Les adhésions de la Bulgarie et de la Roumanie dans l'Union européenne, ne peuvent ainsi être déconnectées avec leurs entrées anticipées, en mars 2004, à l'OTAN. N'oublions pas non plus, dans ce contexte, la Géorgie qui souhaite intégrer l'Alliance atlantique d'ici 2009 et l'Ukraine d'ici 2011. Le prochain Sommet de l'Alliance atlantique en 2008, à Bucarest, évoquera bien évidemment toutes ces questions cruciales pour la pérennité de l'Alliance.
L'élargissement de l'UE au cur de la géopolitique de la mer Noire
La tenue à Bucarest, les 4 et 5 juin 2006 du Black Sea Forum a relancé la dynamique de l'intégration régionale, à l'instar du Conseil de Coopération de la Mer Noire - CCMN, réunissant onze Etats (Albanie, Arménie, Azerbaïdjan, Bulgarie, Géorgie, Grèce, Moldavie, Roumanie, Fédération de Russie, Turquie, Ukraine).

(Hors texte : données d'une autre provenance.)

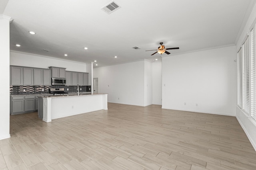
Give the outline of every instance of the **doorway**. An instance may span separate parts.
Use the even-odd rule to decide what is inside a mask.
[[[93,93],[99,93],[99,78],[93,78]]]

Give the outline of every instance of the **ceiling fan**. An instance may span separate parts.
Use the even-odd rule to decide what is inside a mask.
[[[164,45],[162,45],[163,43],[162,42],[160,43],[160,45],[161,45],[160,46],[160,47],[158,47],[158,49],[157,50],[146,50],[146,51],[157,50],[157,51],[156,51],[156,53],[153,53],[151,55],[154,55],[154,54],[156,54],[156,53],[158,53],[160,54],[163,54],[164,53],[165,53],[167,54],[170,54],[170,53],[169,53],[168,51],[166,51],[166,50],[172,50],[174,49],[180,49],[180,48],[179,47],[168,48],[168,49],[166,49],[165,48],[165,47],[164,47]]]

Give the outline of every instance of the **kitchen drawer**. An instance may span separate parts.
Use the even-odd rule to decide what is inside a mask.
[[[23,96],[12,96],[13,100],[19,100],[23,99]]]
[[[34,99],[34,96],[25,96],[25,99]]]

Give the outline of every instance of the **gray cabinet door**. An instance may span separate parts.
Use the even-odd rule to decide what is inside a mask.
[[[12,113],[23,112],[24,111],[24,100],[13,100],[12,101]]]
[[[79,86],[84,85],[84,73],[78,72],[78,84]]]
[[[32,111],[35,110],[35,99],[25,99],[25,111]]]
[[[52,67],[52,76],[58,78],[60,76],[60,69]]]
[[[66,72],[66,85],[72,85],[72,72],[69,71]]]
[[[60,68],[59,72],[60,72],[60,78],[66,78],[66,69],[65,68]]]
[[[84,73],[84,86],[89,85],[89,74]]]
[[[51,73],[50,70],[43,70],[43,85],[50,86],[52,85]]]
[[[23,84],[23,69],[22,67],[11,67],[11,86]]]
[[[38,99],[36,99],[36,108],[35,109],[38,110]]]
[[[23,68],[23,85],[33,86],[33,71],[32,68]]]
[[[77,86],[77,72],[72,72],[72,85]]]
[[[43,85],[43,70],[34,68],[34,85]]]

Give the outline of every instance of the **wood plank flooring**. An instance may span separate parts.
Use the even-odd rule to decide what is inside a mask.
[[[1,170],[256,170],[235,117],[108,104],[52,120],[10,117]]]

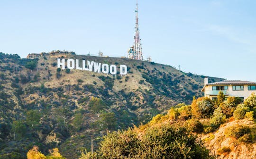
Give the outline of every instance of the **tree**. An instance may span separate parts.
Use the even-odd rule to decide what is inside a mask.
[[[28,69],[30,69],[33,70],[37,66],[37,62],[36,60],[31,60],[30,61],[27,62],[25,64],[25,67]]]
[[[227,117],[231,117],[237,106],[241,103],[242,101],[239,98],[235,97],[229,97],[227,100],[219,104],[222,112]]]
[[[80,159],[214,159],[191,132],[162,125],[142,130],[135,128],[109,133],[99,151]]]
[[[34,146],[33,148],[29,150],[27,154],[27,159],[46,159],[45,155],[38,151],[38,147]]]
[[[72,124],[77,130],[80,130],[81,128],[82,124],[82,115],[80,113],[76,114],[74,116]]]
[[[210,123],[211,125],[217,128],[220,126],[221,124],[223,124],[226,121],[226,115],[222,113],[221,109],[219,107],[213,112],[213,116],[210,119]]]
[[[117,124],[115,113],[113,112],[104,113],[100,115],[100,118],[103,124],[103,128],[108,130],[114,130]]]
[[[11,132],[13,133],[14,140],[20,140],[27,132],[26,125],[22,121],[14,121],[12,123]]]
[[[249,111],[249,107],[247,107],[244,104],[240,104],[234,111],[233,116],[236,120],[242,119],[245,117],[246,112]]]
[[[57,72],[60,72],[61,71],[61,69],[60,68],[57,68]]]
[[[47,159],[65,159],[59,152],[59,149],[57,148],[50,150],[49,151],[50,155],[46,156]]]
[[[207,97],[199,98],[193,101],[191,108],[192,115],[196,118],[210,117],[214,111],[212,100]]]
[[[70,73],[70,69],[66,68],[66,70],[65,70],[65,72],[67,74],[69,74]]]
[[[38,126],[42,114],[37,110],[30,110],[27,112],[27,124],[32,128]]]
[[[105,105],[101,99],[94,97],[91,97],[88,107],[94,113],[96,113],[106,108]]]

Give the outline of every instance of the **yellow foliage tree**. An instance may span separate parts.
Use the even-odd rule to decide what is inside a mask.
[[[38,147],[34,146],[27,154],[27,159],[46,159],[46,157],[38,151]]]

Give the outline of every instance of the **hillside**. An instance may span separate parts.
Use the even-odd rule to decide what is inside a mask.
[[[57,58],[126,65],[128,74],[57,71]],[[0,158],[26,159],[35,145],[45,153],[57,147],[67,158],[77,158],[101,132],[145,124],[179,103],[191,103],[193,96],[202,96],[204,78],[127,59],[73,52],[20,59],[0,53]]]

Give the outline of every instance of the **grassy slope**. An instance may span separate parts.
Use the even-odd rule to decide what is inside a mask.
[[[57,62],[57,58],[85,59],[108,64],[125,64],[129,67],[130,73],[126,76],[128,77],[113,80],[112,88],[106,86],[99,78],[106,75],[88,71],[75,69],[66,74],[62,71],[62,76],[57,79],[56,66],[52,65]],[[7,128],[9,132],[0,140],[2,143],[0,154],[17,151],[24,157],[28,149],[34,144],[40,144],[41,147],[45,148],[43,151],[47,152],[48,148],[58,146],[64,156],[73,158],[79,154],[80,148],[89,149],[91,137],[99,134],[99,129],[91,125],[98,118],[89,109],[89,100],[82,103],[78,102],[83,98],[88,98],[89,100],[92,96],[102,99],[107,106],[105,110],[115,113],[118,122],[116,128],[125,129],[133,124],[145,123],[156,114],[165,113],[170,107],[180,102],[189,103],[193,96],[202,95],[200,91],[203,84],[204,77],[188,75],[167,65],[126,59],[58,55],[47,57],[47,59],[40,58],[37,72],[37,68],[31,71],[21,66],[18,62],[20,60],[8,58],[1,59],[0,71],[4,75],[4,78],[0,79],[1,85],[3,87],[1,92],[6,93],[8,96],[4,100],[1,99],[4,102],[0,106],[0,121],[10,127],[14,120],[25,120],[28,110],[38,110],[43,116],[40,129],[27,132],[19,141],[14,141],[10,127]],[[48,80],[49,70],[52,75]],[[37,73],[39,80],[33,81]],[[30,76],[30,81],[21,83],[21,75]],[[17,88],[13,85],[15,76],[19,79],[16,84]],[[221,80],[213,77],[210,79],[211,81]],[[82,79],[82,82],[78,83],[78,79]],[[139,84],[141,80],[145,82]],[[94,84],[93,82],[97,84]],[[45,92],[40,90],[42,84],[46,89]],[[17,90],[20,88],[24,93],[19,95]],[[81,112],[82,128],[72,130],[72,133],[66,129],[63,129],[55,115],[57,109],[69,110],[66,123],[71,125],[74,116]],[[103,130],[103,134],[106,131]]]

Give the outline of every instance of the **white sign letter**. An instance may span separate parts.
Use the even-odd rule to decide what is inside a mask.
[[[116,65],[110,65],[110,72],[111,75],[116,75],[117,74],[117,66]]]
[[[93,63],[94,72],[101,73],[101,64],[100,63],[94,62]]]
[[[88,66],[88,67],[89,68],[89,71],[92,71],[92,67],[93,67],[93,61],[91,61],[91,63],[90,63],[90,61],[87,61],[87,66]]]
[[[103,64],[102,64],[102,72],[104,74],[109,73],[109,65]]]
[[[62,69],[65,69],[65,59],[63,59],[62,61],[60,61],[60,59],[57,59],[58,68],[60,68],[60,66],[62,65]]]
[[[70,62],[72,63],[72,66],[70,66]],[[73,59],[69,59],[67,61],[67,67],[69,69],[74,69],[74,60]]]
[[[75,60],[75,65],[76,66],[76,69],[80,69],[80,70],[82,70],[82,67],[79,67],[79,60],[78,59]]]
[[[85,67],[85,60],[82,60],[82,69],[85,71],[89,71],[89,68]]]
[[[127,74],[127,67],[125,65],[120,65],[120,75]]]

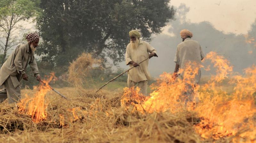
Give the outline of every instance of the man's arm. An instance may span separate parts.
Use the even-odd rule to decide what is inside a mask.
[[[200,54],[201,55],[201,60],[202,60],[204,59],[204,57],[205,56],[204,56],[204,52],[203,52],[201,46],[200,46]]]
[[[126,65],[129,65],[132,64],[134,67],[136,67],[139,66],[139,64],[136,63],[135,62],[132,60],[131,58],[131,56],[130,55],[130,52],[129,52],[129,49],[128,46],[126,48],[126,52],[125,52],[125,62],[126,62]]]
[[[156,50],[148,42],[147,43],[147,48],[148,51],[150,54],[149,55],[149,58],[151,58],[153,56],[156,56],[158,57],[158,56],[156,55]]]
[[[174,70],[174,72],[177,73],[179,72],[179,69],[180,68],[180,65],[176,63],[176,65],[175,66],[175,69]]]
[[[36,77],[36,80],[38,81],[40,81],[40,80],[41,79],[41,77],[40,76],[40,74],[39,74],[37,64],[36,64],[36,58],[35,58],[35,56],[33,56],[33,59],[32,58],[31,58],[28,64],[29,64],[29,65],[30,65],[31,69],[32,70],[32,71],[34,74],[34,75],[35,77]]]
[[[17,51],[16,52],[16,56],[14,59],[14,65],[15,68],[18,73],[23,74],[26,73],[25,70],[22,67],[22,57],[24,54],[24,53],[25,52],[25,49],[22,48],[22,47],[20,47],[19,48],[17,48],[15,49]]]
[[[179,63],[180,63],[180,57],[179,56],[179,46],[177,47],[177,49],[176,50],[176,53],[175,54],[175,56],[174,58],[174,62],[176,63],[176,65],[175,66],[175,69],[174,70],[174,72],[173,72],[173,76],[174,78],[176,78],[178,76],[177,75],[177,72],[179,71],[179,69],[180,68],[180,64]]]
[[[26,49],[23,48],[21,47],[15,49],[18,51],[16,52],[16,56],[13,62],[17,72],[22,75],[22,78],[23,79],[28,80],[28,77],[25,72],[25,70],[22,67],[22,56],[26,51]]]

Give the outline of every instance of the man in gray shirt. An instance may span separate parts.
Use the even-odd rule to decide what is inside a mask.
[[[204,57],[204,55],[202,51],[201,47],[197,41],[191,39],[193,36],[193,34],[187,29],[183,29],[180,31],[180,36],[182,42],[179,44],[177,47],[177,50],[174,57],[174,61],[176,63],[175,70],[173,73],[175,77],[178,76],[177,72],[180,71],[180,77],[182,79],[184,78],[184,72],[188,73],[190,72],[186,71],[187,66],[191,66],[192,71],[195,73],[189,73],[191,75],[195,74],[195,77],[189,79],[191,83],[193,83],[194,86],[198,84],[201,77],[201,71],[200,67],[202,64],[201,61]],[[192,76],[189,76],[192,77]],[[188,85],[188,89],[185,94],[187,96],[193,93],[192,85]]]

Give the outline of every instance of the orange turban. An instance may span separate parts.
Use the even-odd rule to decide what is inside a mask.
[[[180,36],[181,38],[186,38],[190,37],[190,38],[193,36],[193,34],[192,32],[187,29],[183,29],[180,31]]]

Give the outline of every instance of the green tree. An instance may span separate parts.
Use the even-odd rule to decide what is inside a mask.
[[[5,61],[7,52],[19,43],[21,22],[38,15],[39,0],[0,0],[0,48],[3,54],[0,66]]]
[[[44,40],[36,52],[53,65],[68,64],[82,52],[96,52],[114,63],[124,59],[128,33],[144,40],[173,19],[170,0],[45,0],[37,26]]]

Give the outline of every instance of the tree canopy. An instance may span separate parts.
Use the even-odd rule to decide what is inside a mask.
[[[36,52],[43,61],[68,64],[82,52],[114,63],[124,59],[128,32],[140,31],[150,41],[173,19],[170,0],[45,0],[37,26],[44,40]]]
[[[5,61],[7,51],[19,43],[19,22],[38,15],[39,0],[0,0],[0,65]]]

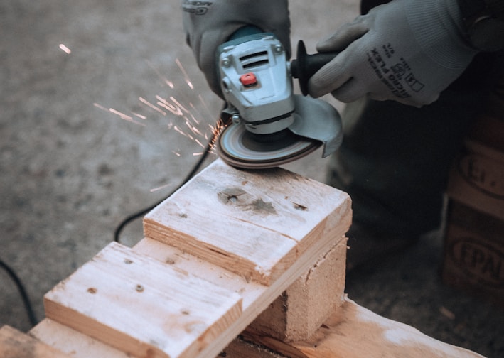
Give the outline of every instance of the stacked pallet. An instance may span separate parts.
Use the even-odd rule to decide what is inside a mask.
[[[0,356],[478,357],[345,297],[350,220],[341,191],[218,160],[136,245],[109,244],[48,293],[29,335],[0,330]]]

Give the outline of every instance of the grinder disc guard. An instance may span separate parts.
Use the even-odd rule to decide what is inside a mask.
[[[294,122],[281,132],[254,134],[243,124],[232,124],[224,129],[218,141],[222,160],[237,168],[261,169],[299,159],[323,143],[323,157],[335,151],[342,137],[338,112],[322,100],[294,97]]]
[[[243,124],[231,124],[220,134],[219,154],[227,164],[245,168],[272,168],[304,156],[321,143],[284,129],[282,138],[267,141],[247,131]]]

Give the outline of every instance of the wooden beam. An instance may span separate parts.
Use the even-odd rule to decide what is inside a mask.
[[[348,298],[309,340],[287,344],[250,330],[244,335],[291,358],[483,358],[381,317]]]
[[[309,338],[344,302],[346,250],[340,241],[247,329],[284,342]]]

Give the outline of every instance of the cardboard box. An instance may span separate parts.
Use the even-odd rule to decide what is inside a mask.
[[[504,132],[502,136],[504,142]],[[504,152],[467,140],[451,168],[447,194],[504,220]]]
[[[504,221],[451,200],[443,281],[504,306]]]
[[[443,281],[504,306],[504,120],[478,117],[447,195]]]

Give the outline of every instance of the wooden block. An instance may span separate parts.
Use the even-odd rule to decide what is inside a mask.
[[[504,306],[504,220],[451,200],[443,282]]]
[[[0,328],[1,358],[68,358],[70,356],[33,337],[4,325]]]
[[[309,340],[285,343],[271,337],[250,335],[247,331],[245,338],[291,358],[483,358],[381,317],[348,298]]]
[[[345,242],[344,233],[348,230],[350,219],[350,212],[348,211],[346,215],[341,218],[339,229],[334,230],[335,234],[340,238],[340,241]],[[316,259],[327,251],[328,243],[333,240],[331,237],[321,238],[321,240],[306,250],[284,275],[269,286],[247,281],[240,275],[152,239],[144,238],[135,245],[134,249],[150,257],[156,258],[161,262],[169,263],[179,270],[205,277],[215,285],[237,292],[242,296],[242,313],[240,318],[198,356],[206,358],[218,354],[278,298],[282,292],[287,289],[299,277],[306,273],[313,266],[313,263],[316,261]],[[254,356],[252,354],[250,357]]]
[[[309,338],[343,303],[346,239],[321,256],[247,327],[284,342]]]
[[[271,285],[322,237],[341,237],[348,195],[287,170],[218,159],[144,219],[145,236]],[[313,262],[311,263],[313,264]]]
[[[45,318],[30,330],[41,342],[72,358],[131,358],[131,355],[98,340]]]
[[[241,314],[237,293],[112,243],[44,297],[48,318],[139,357],[195,357]]]

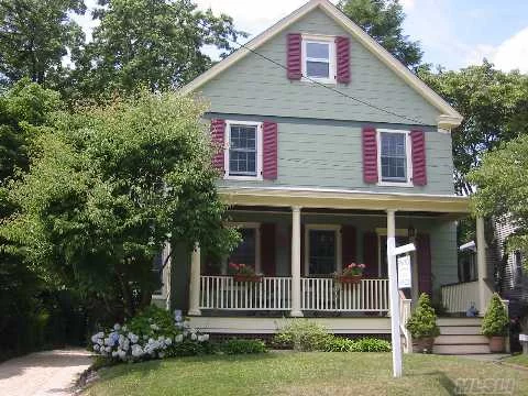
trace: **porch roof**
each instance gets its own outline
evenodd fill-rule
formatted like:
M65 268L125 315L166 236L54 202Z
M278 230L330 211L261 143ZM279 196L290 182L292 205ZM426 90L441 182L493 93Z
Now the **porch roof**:
M292 187L221 187L228 205L428 211L460 217L470 212L468 197L405 193L371 193Z

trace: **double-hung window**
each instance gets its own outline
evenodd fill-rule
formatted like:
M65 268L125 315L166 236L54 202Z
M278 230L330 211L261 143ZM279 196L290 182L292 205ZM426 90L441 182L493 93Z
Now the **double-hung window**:
M381 185L411 185L408 131L380 130L377 152Z
M226 150L227 178L262 178L262 124L256 122L228 122Z
M336 82L334 37L302 37L302 75L320 81Z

En effet, la "Déclaration du Bosphore" du 25 juin 1992, qui créait le CCMN avait signifié à la fois une volonté d'émancipation de l'ex-puissance tutélaire soviétique, pour qui le début des années 1990, signifiait l'inéluctable divorce et le désir pour les pays riverains d'intégrer la communauté euro-atlantique. C'est là un exemple d'intégration régionale sur lequel l'UE devra s'appuyer à l'avenir. On évoque même une euro-région de la Mer noire laissant la porte ouverte aux nouveaux membres après l'intégration, le 1er janvier 2007, de la Roumanie et de la Bulgarie.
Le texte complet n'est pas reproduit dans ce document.